Sebulan sebelumnya, Usman sempat mendatangi kantor Satuan Kerja Pelaksana Kegiatan Hulu Migas (SKK Migas), di Jakarta. Dia meminta, birokrasi tak mempersulit  perolehan gas untuk Kabupaten Tanjung Jabung Barat, Jambi yang kini tengah menggalakkan konversi BBM ke BBG.

“Hanya saya berpesan ke pemerintah, SKK Migas, untuk proaktif dalam mensosialisasikan ini, tidak terlalu berat birokrasi karena selama ini meminta gas begono-begini,” kata Usman.

Dia menjelaskan, Pemda Tanjung Barat saat ini memang tengah mencanangkan pengalihan konsumsi BBM ke BBG untuk 1.000 kendaraan perkebunan. Penggunaan BBG sebagai sumber bahan bakar diharapkan bisa menjadi solusi meringankan beban masyarakat atas kenaikan harga BBM bersubsidi.
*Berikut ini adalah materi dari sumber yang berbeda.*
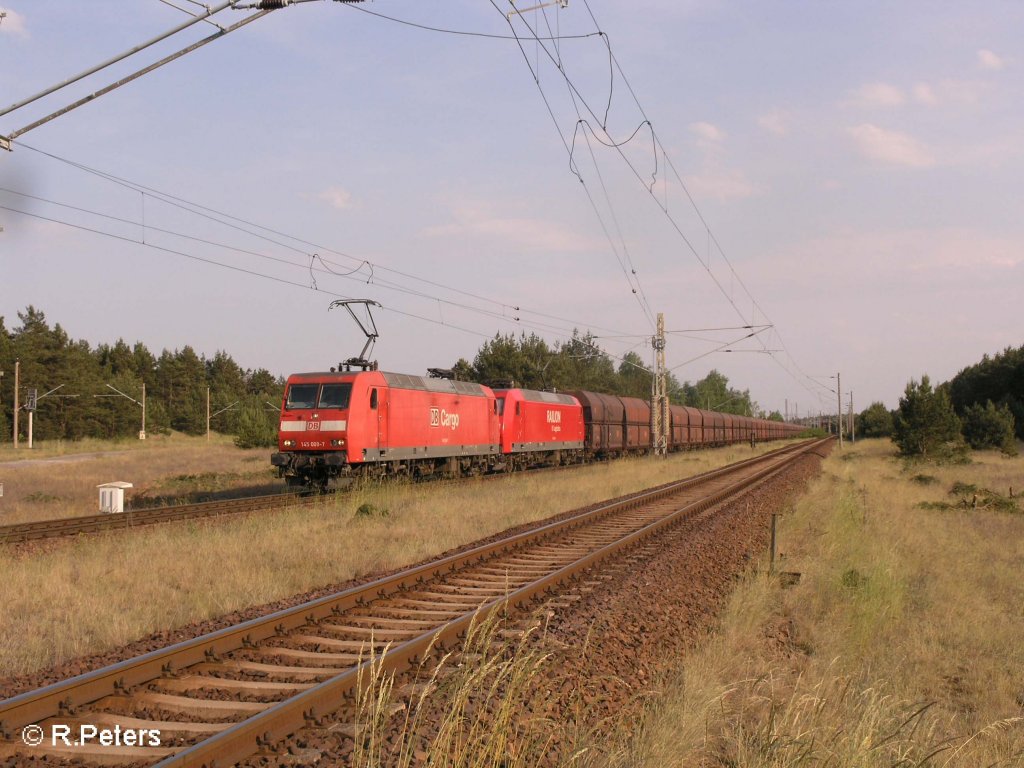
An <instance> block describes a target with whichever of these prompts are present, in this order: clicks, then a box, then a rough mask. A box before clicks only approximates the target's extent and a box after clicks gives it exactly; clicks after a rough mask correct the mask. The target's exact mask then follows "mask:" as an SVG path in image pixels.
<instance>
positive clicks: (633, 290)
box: [489, 0, 654, 327]
mask: <svg viewBox="0 0 1024 768" xmlns="http://www.w3.org/2000/svg"><path fill="white" fill-rule="evenodd" d="M489 2H490V5H492V6H493V7H494V8H495V10H497V11H498V12H499V13H501V9H500V8H499V7H498V5H497V3H496V2H495V0H489ZM520 16H521V14H520ZM502 17H503V18H505V20H506V24H508V26H509V29H510V30H512V33H513V35H515V40H516V44H517V45H518V47H519V52H520V53H521V54H522V58H523V60H524V61H525V62H526V67H527V68H528V69H529V71H530V74H531V76H532V78H534V83H535V85H536V86H537V88H538V90H539V92H540V94H541V98H542V100H543V101H544V104H545V108H546V109H547V111H548V115H549V116H550V117H551V121H552V123H554V125H555V130H556V131H557V132H558V137H559V138H560V139H561V141H562V146H564V148H565V153H566V155H568V156H569V157H570V158H571V154H572V151H571V147H570V146H569V143H568V140H567V139H566V138H565V135H564V134H563V133H562V130H561V127H560V126H559V125H558V118H557V117H556V116H555V113H554V110H553V108H552V106H551V102H550V101H549V99H548V96H547V94H546V93H545V92H544V88H543V87H542V86H541V80H540V77H539V74H538V72H537V71H536V70H535V69H534V66H532V65H531V63H530V61H529V56H528V55H526V51H525V49H524V48H523V47H522V39H521V38H520V37H519V36H518V35H516V33H515V27H514V26H513V25H512V22H511V20H510V19H508V18H506V17H505V14H504V13H502ZM535 35H536V33H535ZM541 47H542V48H543V49H544V51H545V52H546V54H547V55H548V56H549V57H551V52H550V51H548V49H547V47H546V46H544V45H543V43H541ZM553 60H554V59H553ZM595 119H596V118H595ZM577 177H578V178H579V180H580V182H581V184H582V186H583V187H584V191H585V194H586V196H587V200H588V201H589V203H590V206H591V208H592V209H593V210H594V213H595V215H596V216H597V218H598V221H599V223H600V225H601V229H602V230H603V232H604V236H605V238H606V239H607V241H608V244H609V245H610V246H611V249H612V252H613V253H614V254H615V258H616V259H617V260H618V264H620V267H621V268H622V270H623V274H624V275H625V278H626V281H627V283H628V284H629V286H630V290H631V292H632V294H633V295H634V297H635V298H636V300H637V303H638V304H639V305H640V309H641V310H642V311H643V313H644V316H645V317H646V318H647V322H648V323H649V324H650V325H651V326H652V327H653V325H654V317H653V313H652V312H651V310H650V307H649V306H645V304H644V301H643V297H642V296H641V294H640V291H639V290H638V289H637V286H636V285H634V280H633V279H632V278H631V271H632V273H633V274H634V275H635V274H636V270H635V269H632V270H631V269H630V268H628V267H627V265H626V263H625V262H624V261H623V259H622V257H621V256H620V255H618V250H617V248H616V247H615V244H614V241H613V240H612V238H611V234H610V232H609V231H608V227H607V225H606V224H605V222H604V218H603V217H602V216H601V213H600V210H599V209H598V207H597V203H596V202H595V201H594V197H593V195H591V191H590V188H589V187H588V186H587V183H586V181H585V180H584V179H583V176H582V175H580V174H579V173H578V174H577Z"/></svg>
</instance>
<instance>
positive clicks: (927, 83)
mask: <svg viewBox="0 0 1024 768" xmlns="http://www.w3.org/2000/svg"><path fill="white" fill-rule="evenodd" d="M992 90H993V86H992V84H991V83H985V82H982V81H979V80H940V81H939V82H937V83H918V84H916V85H915V86H914V87H913V98H914V100H915V101H918V103H921V104H924V105H926V106H973V105H975V104H977V103H979V102H980V101H981V100H982V99H983V98H984V96H985V95H986V94H988V93H990V92H991V91H992Z"/></svg>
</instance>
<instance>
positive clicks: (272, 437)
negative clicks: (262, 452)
mask: <svg viewBox="0 0 1024 768" xmlns="http://www.w3.org/2000/svg"><path fill="white" fill-rule="evenodd" d="M234 444H236V445H238V446H239V447H241V449H250V447H274V446H276V444H278V415H276V412H270V411H268V410H267V409H266V407H265V406H264V404H263V402H262V400H260V398H259V397H250V398H249V399H247V400H246V402H245V404H244V406H243V407H242V411H241V412H240V413H239V433H238V434H237V435H236V436H234Z"/></svg>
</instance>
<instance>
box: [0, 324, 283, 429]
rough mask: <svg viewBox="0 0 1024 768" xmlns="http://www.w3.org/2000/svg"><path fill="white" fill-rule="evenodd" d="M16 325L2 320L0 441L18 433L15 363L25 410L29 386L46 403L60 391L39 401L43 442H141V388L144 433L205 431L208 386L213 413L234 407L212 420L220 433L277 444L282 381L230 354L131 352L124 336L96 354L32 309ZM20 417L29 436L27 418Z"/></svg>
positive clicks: (95, 349)
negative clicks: (34, 391)
mask: <svg viewBox="0 0 1024 768" xmlns="http://www.w3.org/2000/svg"><path fill="white" fill-rule="evenodd" d="M17 318H18V322H19V324H20V325H18V326H16V327H14V328H13V329H10V330H8V329H7V327H6V325H5V322H4V318H3V317H0V371H3V372H4V376H3V378H0V434H5V435H10V434H11V424H12V418H13V399H14V398H13V388H14V361H15V359H16V360H19V362H20V385H22V391H20V392H19V398H18V399H19V402H20V404H23V406H24V404H25V403H26V399H27V395H28V392H29V390H31V389H35V390H36V392H37V395H38V396H40V397H42V395H44V394H45V393H46V392H49V391H51V390H56V391H54V392H53V393H52V394H51V395H49V396H47V397H44V398H42V399H40V400H39V401H38V403H37V408H36V411H35V413H34V424H33V432H34V436H35V437H36V438H38V439H71V440H75V439H80V438H83V437H98V438H108V439H109V438H118V437H127V436H134V435H137V433H138V431H139V428H140V427H141V408H140V406H139V404H138V403H139V402H140V401H141V395H142V384H143V383H144V384H145V428H146V431H147V432H153V433H166V432H169V431H170V430H177V431H180V432H185V433H187V434H193V435H199V434H204V433H205V432H206V427H207V422H206V403H207V388H208V387H209V392H210V402H211V412H215V411H219V410H221V409H226V408H228V407H229V406H230V408H229V409H228V410H226V411H224V412H223V413H221V414H219V415H218V416H216V417H215V418H214V419H212V420H211V428H212V429H213V430H215V431H217V432H221V433H225V434H232V435H236V441H237V442H239V444H242V445H243V446H250V445H253V446H254V445H261V444H273V442H274V441H275V429H274V428H275V425H276V417H275V416H273V414H272V413H271V406H272V410H273V411H275V410H276V409H278V403H280V402H281V396H282V392H283V390H284V380H283V379H281V378H279V377H275V376H273V375H272V374H271V373H270V372H269V371H267V370H266V369H263V368H260V369H256V370H243V369H242V367H240V366H239V365H238V364H237V362H236V361H234V360H233V359H232V358H231V356H230V355H229V354H227V353H226V352H223V351H218V352H217V353H216V354H215V355H214V356H213V357H212V358H207V357H205V356H203V355H200V354H198V353H197V352H196V350H195V349H194V348H193V347H190V346H185V347H182V348H181V349H175V350H174V351H170V350H167V349H165V350H163V351H162V352H161V353H160V354H159V355H156V354H154V353H153V352H152V351H151V350H150V349H148V348H146V346H145V345H144V344H143V343H141V342H135V344H133V345H129V344H128V343H127V342H125V341H124V340H123V339H118V341H117V342H115V343H114V344H98V345H97V346H95V347H93V346H91V345H90V344H89V342H87V341H85V340H75V339H73V338H72V337H71V336H69V334H68V333H67V332H66V331H65V329H63V328H61V327H60V325H59V324H56V325H54V326H52V327H51V326H50V325H49V324H48V323H47V321H46V316H45V315H44V313H43V312H42V311H41V310H39V309H37V308H36V307H34V306H31V305H30V306H29V307H28V308H27V309H26V310H25V311H24V312H18V313H17ZM119 392H120V393H122V394H119ZM133 400H134V401H133ZM231 403H233V406H232V404H231ZM268 403H270V404H269V406H268ZM19 420H20V421H19V431H20V432H22V434H23V436H24V435H25V434H26V432H27V428H28V426H27V421H28V420H27V419H26V417H25V413H24V411H23V414H22V416H20V417H19Z"/></svg>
Pasalnya, harga gas lebih murah ketimbang BBM.

“Ini merupakan solusi kenaikan BBM, dan di kabupaten Tanjung Jabung Barat, dijadikan sentra energi terpadu, dimulai dari nelayan, perkebunan, dinas, umum, tentunya ditambah converter-nya,” pungkasnya.

Di Jambi Hanya Ada Dua SPBG


Provinsi Jambi mendukung konversi minyak ke gas untuk perahu nelayan. Namun Stasiun Pengisian Bahan Bakar Gas (SPBG) di daerah itu masih minim.

Kepala Bidang Migas Dinas ESDM Provinsi Jambi, Gamal Husin menyatakan, saat ini baru ada dua SPBG di Jambi. Keduanya berada di Kabupaten  Muara Bungo.

Menurut dia, setidaknya diperlukan minimal lima SPBG di dermaga-dermaga agar para nelayan mudah mengakses.“Ke Muara Bungo itu dari daerah pesisir 260 kilo (meter) atau tiga jam naik mobil,” papar Gamal.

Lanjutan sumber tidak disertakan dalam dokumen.